What You CAN Clean With Vinegar
Instead of spending money on window cleaners make your own. Mix 2 tablespoons of white vinegar with a gallon of water and dispense it with a spray bottle. Squirt on, then wipe off with a dry cloth.
Just as you descale a coffee pot, you need to de-gunk your dishwasher too. Carolyn Forte, director of the Good Housekeeping Institute Cleaning Lab, recommends placing a large glass measuring cup filled with two cups of vinegar on the top rack, then running the machine as usual — no detergent, no heat dry. “The vinegar will mix with the water as it circulates,” Forte says. This will deep-clean your appliance.
When towels start to feel stiff, toss them into your washing machine with 1/2 cup of white vinegar — and no detergent. This will help remove detergent residue and minerals that are making them feel scratchy.

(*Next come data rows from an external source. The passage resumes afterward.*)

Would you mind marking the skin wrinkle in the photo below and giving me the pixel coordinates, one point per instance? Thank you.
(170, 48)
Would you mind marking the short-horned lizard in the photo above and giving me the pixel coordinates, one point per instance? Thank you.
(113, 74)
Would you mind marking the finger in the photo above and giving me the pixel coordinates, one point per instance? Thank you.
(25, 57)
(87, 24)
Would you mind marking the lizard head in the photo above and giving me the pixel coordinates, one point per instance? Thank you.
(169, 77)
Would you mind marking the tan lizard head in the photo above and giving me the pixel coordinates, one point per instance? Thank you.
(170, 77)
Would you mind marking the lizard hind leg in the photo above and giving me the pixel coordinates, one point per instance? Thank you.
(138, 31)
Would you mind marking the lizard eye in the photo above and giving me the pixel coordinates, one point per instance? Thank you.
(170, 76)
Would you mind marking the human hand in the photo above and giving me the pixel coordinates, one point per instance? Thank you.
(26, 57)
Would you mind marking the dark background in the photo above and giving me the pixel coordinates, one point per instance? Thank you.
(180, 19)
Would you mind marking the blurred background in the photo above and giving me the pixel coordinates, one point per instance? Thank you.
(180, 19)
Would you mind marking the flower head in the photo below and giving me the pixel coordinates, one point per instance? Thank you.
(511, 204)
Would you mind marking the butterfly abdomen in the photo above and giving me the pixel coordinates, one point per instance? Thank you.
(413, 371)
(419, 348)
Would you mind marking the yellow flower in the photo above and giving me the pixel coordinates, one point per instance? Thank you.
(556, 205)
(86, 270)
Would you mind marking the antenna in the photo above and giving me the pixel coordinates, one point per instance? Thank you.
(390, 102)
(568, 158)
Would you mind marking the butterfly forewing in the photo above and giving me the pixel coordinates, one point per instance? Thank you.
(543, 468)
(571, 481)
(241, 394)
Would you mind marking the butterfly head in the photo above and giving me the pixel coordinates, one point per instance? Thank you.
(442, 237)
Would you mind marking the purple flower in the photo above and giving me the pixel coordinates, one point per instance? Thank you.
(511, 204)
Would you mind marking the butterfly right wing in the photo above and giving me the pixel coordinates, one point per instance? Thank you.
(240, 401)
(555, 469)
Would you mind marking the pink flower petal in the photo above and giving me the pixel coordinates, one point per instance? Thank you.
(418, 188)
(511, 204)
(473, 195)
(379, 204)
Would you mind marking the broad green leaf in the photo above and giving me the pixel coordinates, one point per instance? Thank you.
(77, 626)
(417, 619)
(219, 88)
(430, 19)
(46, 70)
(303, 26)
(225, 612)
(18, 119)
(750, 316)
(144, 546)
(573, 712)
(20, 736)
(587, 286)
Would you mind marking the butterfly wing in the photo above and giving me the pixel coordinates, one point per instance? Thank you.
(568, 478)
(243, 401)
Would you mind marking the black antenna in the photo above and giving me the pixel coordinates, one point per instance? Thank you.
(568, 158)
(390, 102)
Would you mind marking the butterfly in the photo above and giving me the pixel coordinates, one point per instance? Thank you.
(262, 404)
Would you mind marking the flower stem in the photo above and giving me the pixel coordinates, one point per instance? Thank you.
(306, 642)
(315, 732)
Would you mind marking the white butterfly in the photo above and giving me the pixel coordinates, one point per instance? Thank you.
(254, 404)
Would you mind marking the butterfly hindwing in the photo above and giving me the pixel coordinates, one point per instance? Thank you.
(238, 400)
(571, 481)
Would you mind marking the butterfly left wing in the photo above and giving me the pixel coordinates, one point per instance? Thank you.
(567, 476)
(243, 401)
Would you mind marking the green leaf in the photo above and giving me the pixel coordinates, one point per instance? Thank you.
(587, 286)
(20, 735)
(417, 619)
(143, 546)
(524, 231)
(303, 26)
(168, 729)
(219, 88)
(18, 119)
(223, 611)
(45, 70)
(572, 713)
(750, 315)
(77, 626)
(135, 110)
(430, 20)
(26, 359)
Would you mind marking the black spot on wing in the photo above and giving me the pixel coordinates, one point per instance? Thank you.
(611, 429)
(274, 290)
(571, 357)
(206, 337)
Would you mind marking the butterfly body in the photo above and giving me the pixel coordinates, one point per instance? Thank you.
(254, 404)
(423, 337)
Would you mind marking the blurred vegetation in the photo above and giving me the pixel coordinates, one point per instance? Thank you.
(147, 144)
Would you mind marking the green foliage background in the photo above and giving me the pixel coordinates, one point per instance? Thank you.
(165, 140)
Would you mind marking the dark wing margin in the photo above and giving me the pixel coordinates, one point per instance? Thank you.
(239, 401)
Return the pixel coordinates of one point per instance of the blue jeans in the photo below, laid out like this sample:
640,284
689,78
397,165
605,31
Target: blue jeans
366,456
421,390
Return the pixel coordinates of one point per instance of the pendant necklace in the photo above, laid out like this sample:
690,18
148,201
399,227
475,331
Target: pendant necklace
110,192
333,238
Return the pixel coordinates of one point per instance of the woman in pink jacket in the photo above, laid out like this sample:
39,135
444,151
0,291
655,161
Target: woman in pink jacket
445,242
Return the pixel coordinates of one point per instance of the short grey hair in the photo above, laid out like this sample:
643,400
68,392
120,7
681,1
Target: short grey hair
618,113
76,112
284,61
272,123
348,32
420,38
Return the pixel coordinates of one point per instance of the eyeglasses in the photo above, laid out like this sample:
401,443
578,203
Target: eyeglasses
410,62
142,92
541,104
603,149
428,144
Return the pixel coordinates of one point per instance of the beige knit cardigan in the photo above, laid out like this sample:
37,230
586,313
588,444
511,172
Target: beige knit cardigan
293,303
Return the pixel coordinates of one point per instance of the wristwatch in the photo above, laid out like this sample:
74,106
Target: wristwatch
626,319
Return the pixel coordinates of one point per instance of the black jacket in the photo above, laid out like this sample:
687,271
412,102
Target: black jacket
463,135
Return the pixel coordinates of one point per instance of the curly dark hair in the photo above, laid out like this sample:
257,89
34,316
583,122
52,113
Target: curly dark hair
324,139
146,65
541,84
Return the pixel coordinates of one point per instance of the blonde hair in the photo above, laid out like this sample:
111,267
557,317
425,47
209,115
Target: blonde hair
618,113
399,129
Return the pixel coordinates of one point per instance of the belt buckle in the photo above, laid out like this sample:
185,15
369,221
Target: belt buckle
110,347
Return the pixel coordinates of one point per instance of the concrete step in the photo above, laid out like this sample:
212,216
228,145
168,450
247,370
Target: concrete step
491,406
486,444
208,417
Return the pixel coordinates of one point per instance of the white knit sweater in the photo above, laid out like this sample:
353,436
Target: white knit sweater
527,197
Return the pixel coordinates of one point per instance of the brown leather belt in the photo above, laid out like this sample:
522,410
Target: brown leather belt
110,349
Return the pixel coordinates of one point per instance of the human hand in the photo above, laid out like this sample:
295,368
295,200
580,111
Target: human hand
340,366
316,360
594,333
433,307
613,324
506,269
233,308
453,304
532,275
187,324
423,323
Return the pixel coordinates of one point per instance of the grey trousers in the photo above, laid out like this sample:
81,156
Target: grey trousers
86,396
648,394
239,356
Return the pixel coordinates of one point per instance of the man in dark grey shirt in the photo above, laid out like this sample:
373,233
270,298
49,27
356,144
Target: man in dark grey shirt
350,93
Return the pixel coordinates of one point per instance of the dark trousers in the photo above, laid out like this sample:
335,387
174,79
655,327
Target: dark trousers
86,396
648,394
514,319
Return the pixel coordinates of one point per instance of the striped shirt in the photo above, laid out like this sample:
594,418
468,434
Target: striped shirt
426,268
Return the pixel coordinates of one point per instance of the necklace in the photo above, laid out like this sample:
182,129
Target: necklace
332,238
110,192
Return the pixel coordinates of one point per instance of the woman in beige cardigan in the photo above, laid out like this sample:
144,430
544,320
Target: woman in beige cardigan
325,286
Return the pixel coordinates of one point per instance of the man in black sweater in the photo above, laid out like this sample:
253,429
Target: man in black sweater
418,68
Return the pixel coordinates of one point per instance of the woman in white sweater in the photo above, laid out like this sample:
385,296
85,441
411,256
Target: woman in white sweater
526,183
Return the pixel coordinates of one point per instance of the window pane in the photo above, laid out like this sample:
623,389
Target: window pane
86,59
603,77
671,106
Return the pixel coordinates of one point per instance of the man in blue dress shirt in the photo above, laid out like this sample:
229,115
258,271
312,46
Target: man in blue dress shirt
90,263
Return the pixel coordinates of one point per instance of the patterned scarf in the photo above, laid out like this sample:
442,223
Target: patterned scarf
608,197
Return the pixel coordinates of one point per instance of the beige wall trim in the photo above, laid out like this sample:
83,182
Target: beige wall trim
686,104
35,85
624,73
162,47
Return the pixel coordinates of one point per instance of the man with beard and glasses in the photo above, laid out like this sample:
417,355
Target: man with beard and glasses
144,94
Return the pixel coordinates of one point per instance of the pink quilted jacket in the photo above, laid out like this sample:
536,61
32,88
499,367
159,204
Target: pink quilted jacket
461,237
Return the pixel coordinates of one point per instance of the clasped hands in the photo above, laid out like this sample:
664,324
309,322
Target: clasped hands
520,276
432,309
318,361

Battle carpet stains, like wine, by mixing one tablespoon of liquid hand dishwashing detergent and one tablespoon of white vinegar with two cups of warm water. Use a clean white cloth or sponge to apply a little bit at a time, blotting frequently with a dry cloth until the stain disappears.
What You Should NEVER Clean With Vinegar
- STONE FLOOR TILES
Just like countertops, the natural stone in your bathroom doesn’t take kindly to acidic cleaners, like vinegar and lemon.
- EGG STAINS OR SPILLS
If you drop an egg on the floor (or find that your house or car has been the victim of some rambunctious teens), don’t reach for the vinegar to help clean up. Just like when you poach an egg, the acidity can cause it to coagulate, making the egg more difficult to remove.
“Vinegar can damage the internal parts of an iron,” says Forte. “So don’t pour it through to freshen and clean it out. To keep irons from clogging, empty them completely after use, and follow the manufacturer’s cleaning instructions.”